Jade apertou o celular contra a orelha.

— Certo.

 — Ah, e mais uma coisa.

O tom não mudou.

O que piorava tudo.

— Notei que respondeu a uma mensagem anônima ontem. As pessoas nem sempre são quem parecem, Sra. Moraes. Sugiro cautela.

A ligação encerrou antes que ela respondesse.

Jade continuou imóvel por alguns segundos.

Eles sabiam da conta. Sabiam da mensagem. Sabiam que ela tinha respondido antes de bloquear.

Ela foi pro quarto, abriu o notebook e digitou: "Tigrinho reclamações" no G****e.

Fóruns. Denúncias. Prints. Depoimentos. "Perdi R$4.000 em dois dias." "O saque nunca chega." "A conta some depois que você tenta cancelar." E em três threads diferentes, a mesma expressão: conta demo. Os vídeos usam conta demo. O dinheiro não é real.

Jade já sabia disso. Sabia desde o primeiro dia no estúdio. Desde o celular que não era dela. Desde o saldo falso piscando na tela. Desde Henrique rindo quando ela disse que nunca tinha apostado.

Ela sabia.

Mas saber e ter a palavra escrita por outra pessoa numa tela são coisas diferentes.

Ela tinha 300 mil seguidores. E cada um deles tinha visto o vídeo.

Fechou o notebook.

Ficou sentada na beira da cama. Pegou o celular. Abriu o I*******m. Achou a DM da conta bloqueada, ainda aparecia no histórico, mas sem foto de perfil.

"Você sabe que aqueles vídeos são falsos?"

Tinha bloqueado sem responder. Tinha sido o certo a fazer.

Criou um perfil descartável. Sem foto, sem nome real. Entrou no histórico e mandou mensagem pro número de origem da conta bloqueada.

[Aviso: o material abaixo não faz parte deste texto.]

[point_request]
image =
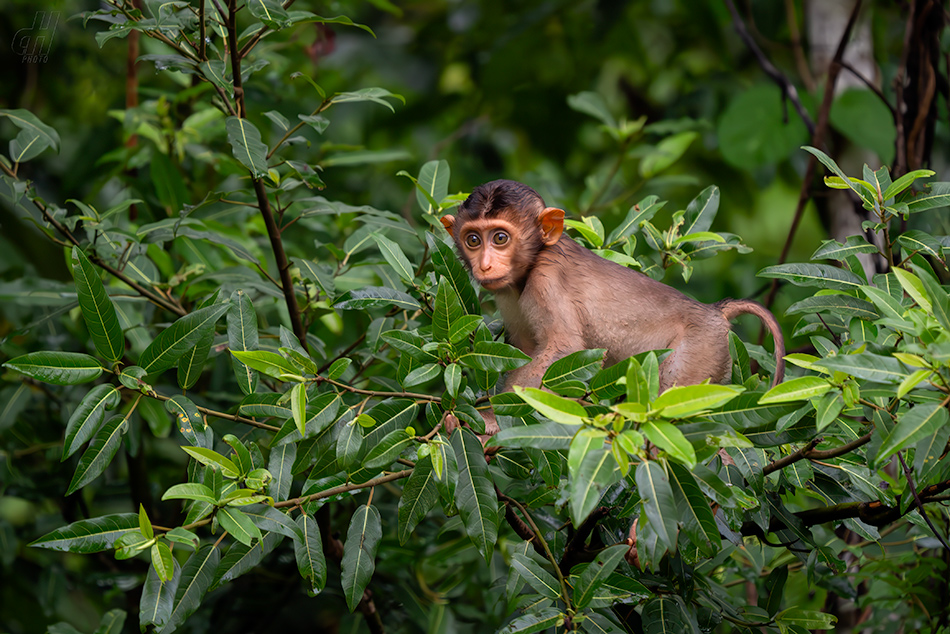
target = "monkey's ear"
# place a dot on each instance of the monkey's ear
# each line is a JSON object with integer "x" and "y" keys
{"x": 552, "y": 225}
{"x": 448, "y": 222}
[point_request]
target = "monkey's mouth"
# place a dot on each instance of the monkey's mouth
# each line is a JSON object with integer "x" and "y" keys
{"x": 492, "y": 284}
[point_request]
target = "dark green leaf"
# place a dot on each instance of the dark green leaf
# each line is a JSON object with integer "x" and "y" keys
{"x": 309, "y": 553}
{"x": 88, "y": 416}
{"x": 89, "y": 536}
{"x": 359, "y": 553}
{"x": 475, "y": 493}
{"x": 100, "y": 453}
{"x": 58, "y": 368}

"Você disse 'vídeos'. No plural. Quando eu só tinha postado um. Como você sabia que viria mais?"

Mandou.

Ficou olhando pra tela. Mensagem entregue. Um tique — não lida.

Foi fazer almoço. Voltou. Ainda um tique.

Foi tomar banho. Voltou. Dois tiques.

Lida.

Sem resposta.

Às seis da tarde, a notificação chegou, não pelo I*******m. Por e-mail, remetente do escritório de advocacia, assunto: Lembrete contratual — comunicação com terceiros.

O corpo do e-mail tinha duas linhas.

Conforme cláusula 12, qualquer comunicação relativa às operações da contratante com terceiros não identificados configura infração passível de multa. Este é o primeiro aviso formal.

Primeiro.

Jade ficou olhando pra palavra.

Primeiro.

O celular vibrou. Notificação automática do Tiger Bet: segunda rodada de conteúdo confirmada para sexta-feira. Roteiro em anexo.

Ela olhou pro e-mail. Olhou pra notificação.

Tinha mandado a mensagem às duas da tarde. O aviso chegou às seis.

Quatro horas.

Alguém tinha visto a conversa em tempo real. E repassado pro advogado antes mesmo de responder.

Jade abriu o roteiro de sexta.

E pela primeira vez desde que assinou o contrato, sentiu medo antes de curiosidade.